The administration layer consists of Admin Processes (APs). The AP is a Java application called nuoadmin. On a bare-metal or VM-based implementation, every node (host) must have an AP running on it. In a containerized implementation such as Kubernetes, far fewer APs are typically deployed and they run in their own separate pods.

The APs also provide a connection brokering and load-balancing service to clients - see Client Connections below.

Transaction Layer (SQL Processing)

Transaction Engines (TEs) run in this layer and perform the parsing, optimization and execution of queries. They fetch data as required, either from another TE or an SM. All changes are passed to the SMs to be committed to disk. Once data has been loaded by a TE, it is stored in its cache for faster access next time. For more information, see Data Caching.

This layer is where Atomicity, Consistency and Isolation are implemented. NuoDB offers both SQL compliance and ACID transactions even though the database is distributed. This is in marked contrast to many NoSQL databases that typically have their own custom "SQL-like" query languages and usually do not offer ACID guarantees.

Multiple TEs are recommended both for high-availability (redundancy) and throughput (to handle the SQL load on the database).

Storage Layer (Persistence)

Storage Managers (SMs) are responsible for persistence (Durability). The TEs communicate with SMs either to request data or to store data. Data is stored in files (ideally on a local disk) and reread as necessary.

In NuoDB, the directory on the disk and all its contents is called an archive (unlike other databases where an archive is a backup). By default, every SM manages a complete copy of the entire database. NuoDB can use an SM archive to restore individual SMs after a planned or unplanned outage. For more information, see Archive Synchronization.

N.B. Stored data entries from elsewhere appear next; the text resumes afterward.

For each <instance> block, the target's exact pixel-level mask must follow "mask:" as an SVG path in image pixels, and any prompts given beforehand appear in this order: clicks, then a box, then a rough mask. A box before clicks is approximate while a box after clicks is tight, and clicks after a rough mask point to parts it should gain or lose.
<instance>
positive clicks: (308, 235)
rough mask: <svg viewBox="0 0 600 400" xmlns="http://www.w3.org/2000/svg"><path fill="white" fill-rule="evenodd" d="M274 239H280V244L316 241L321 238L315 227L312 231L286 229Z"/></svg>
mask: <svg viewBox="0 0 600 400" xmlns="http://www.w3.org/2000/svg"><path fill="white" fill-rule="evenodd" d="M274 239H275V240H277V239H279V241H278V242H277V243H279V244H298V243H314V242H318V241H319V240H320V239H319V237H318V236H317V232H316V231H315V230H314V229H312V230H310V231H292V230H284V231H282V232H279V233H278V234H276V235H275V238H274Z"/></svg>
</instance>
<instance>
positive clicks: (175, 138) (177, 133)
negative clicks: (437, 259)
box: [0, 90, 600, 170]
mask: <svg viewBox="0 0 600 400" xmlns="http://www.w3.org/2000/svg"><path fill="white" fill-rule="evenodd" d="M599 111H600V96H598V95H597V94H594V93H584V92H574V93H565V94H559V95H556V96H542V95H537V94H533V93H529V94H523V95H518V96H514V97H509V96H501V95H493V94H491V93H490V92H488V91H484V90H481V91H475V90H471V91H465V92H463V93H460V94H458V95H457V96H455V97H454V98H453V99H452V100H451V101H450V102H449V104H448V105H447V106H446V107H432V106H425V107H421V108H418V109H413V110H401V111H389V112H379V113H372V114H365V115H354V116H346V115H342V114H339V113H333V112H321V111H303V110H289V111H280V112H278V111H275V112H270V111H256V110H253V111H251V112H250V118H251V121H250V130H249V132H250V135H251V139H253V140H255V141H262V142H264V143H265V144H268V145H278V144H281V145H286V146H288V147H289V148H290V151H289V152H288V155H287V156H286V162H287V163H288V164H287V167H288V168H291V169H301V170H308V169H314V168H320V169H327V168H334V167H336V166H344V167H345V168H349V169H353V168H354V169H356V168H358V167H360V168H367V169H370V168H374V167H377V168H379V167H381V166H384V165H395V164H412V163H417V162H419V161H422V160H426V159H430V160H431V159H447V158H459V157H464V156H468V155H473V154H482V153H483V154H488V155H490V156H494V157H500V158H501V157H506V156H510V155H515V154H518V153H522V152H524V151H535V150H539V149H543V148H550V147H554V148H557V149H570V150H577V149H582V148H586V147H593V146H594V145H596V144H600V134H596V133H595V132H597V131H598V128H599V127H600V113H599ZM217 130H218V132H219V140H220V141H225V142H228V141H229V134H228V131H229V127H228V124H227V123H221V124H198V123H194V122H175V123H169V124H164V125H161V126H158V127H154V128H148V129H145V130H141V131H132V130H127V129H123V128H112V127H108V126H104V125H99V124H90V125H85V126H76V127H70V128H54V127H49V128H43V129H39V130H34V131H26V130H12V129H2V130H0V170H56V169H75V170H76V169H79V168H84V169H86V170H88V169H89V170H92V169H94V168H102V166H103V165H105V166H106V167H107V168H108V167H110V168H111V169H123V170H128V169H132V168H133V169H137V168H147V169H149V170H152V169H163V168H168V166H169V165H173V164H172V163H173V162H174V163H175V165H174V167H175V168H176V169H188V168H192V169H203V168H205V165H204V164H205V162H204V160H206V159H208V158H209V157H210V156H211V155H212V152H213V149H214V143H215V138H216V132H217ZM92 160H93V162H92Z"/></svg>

NuoDB aligns with the principles of the CAP Theorem by prioritizing data consistency over availability. When a TE needs to commit changes, it sends the data to all the running SMs. The TE waits for all the SMs to acknowledge the commit before acknowledging the commit to its client. This approach may cause a delay. However, it ensures that all running SMs are always up to date.

For performance and resilience, like most database systems, NuoDB appends all changes to a journal on disk, only periodically writing changes to its archive. Once changes in the journal have been written to the archive, they are removed from the journal (a process called reaping). If a system crash occurs, NuoDB uses the journal to recover the database to a consistent state.

Domain

The set of APs, and any databases they manage, are referred to as a NuoDB Domain. Databases are unique to their domain and the TEs and SMs for a database are unique to that database. TEs and SMs are never shared by more than one database.

NuoDB provides a command-line utility, nuocmd, for domain and database management. The utility communicates with APs via a REST-style interface over HTTP or HTTPS, and the APs, in turn carry out the requests. nuocmd can be used to create archives and databases, start and stop database processes, fetch runtime and debugging information, and much more. The REST API is documented and can be used by your own scripts or applications.

Subdividing a database across subsets of SMs is possible using Data Partitioning. Partitioning allows each SM to contain only a portion of the entire database.

For a form of Eventual Consistency (data is always available, but may be slightly out of date) use Asynchronous SMs.

Client Connections

Processes may come and go in a distributed environment, for example due to scaling in or out. To avoid clients having to keep track of the processes in the database, clients always connect via an AP (any AP, it does not matter which). All the APs have complete knowledge of all processes in the domain at all times and can return the address of a suitable TE for the client to talk to.

Once connected to a TE, the client will run SQL directly against that TE. They only ever need to talk to an AP again if they need new connections. Clients never talk to SMs.

Connections should be made to timeout, allowing the AP to load-balance connections across all TEs over time. This is something developers must ensure - for example by using connection pools that support connection timeout. Why is this important? Suppose a new TE is added to ease the SQL load on existing TEs. As connections to the other TEs timeout, some of the new connections will be to the new TE. If client connections never timed out, they would continue using the original TEs and never connect to the new TE.

See Connection Brokering for more details.

Database Processes

Because both TEs and SMs share common-code, in particular, data caching, they are both implemented by the same C++ application called nuodb in NUODB_HOME/bin. When nuodb starts, a run-time option tells it to run as either a TE or an SM. The nuodb application cannot be invoked directly. It must be started by the domain.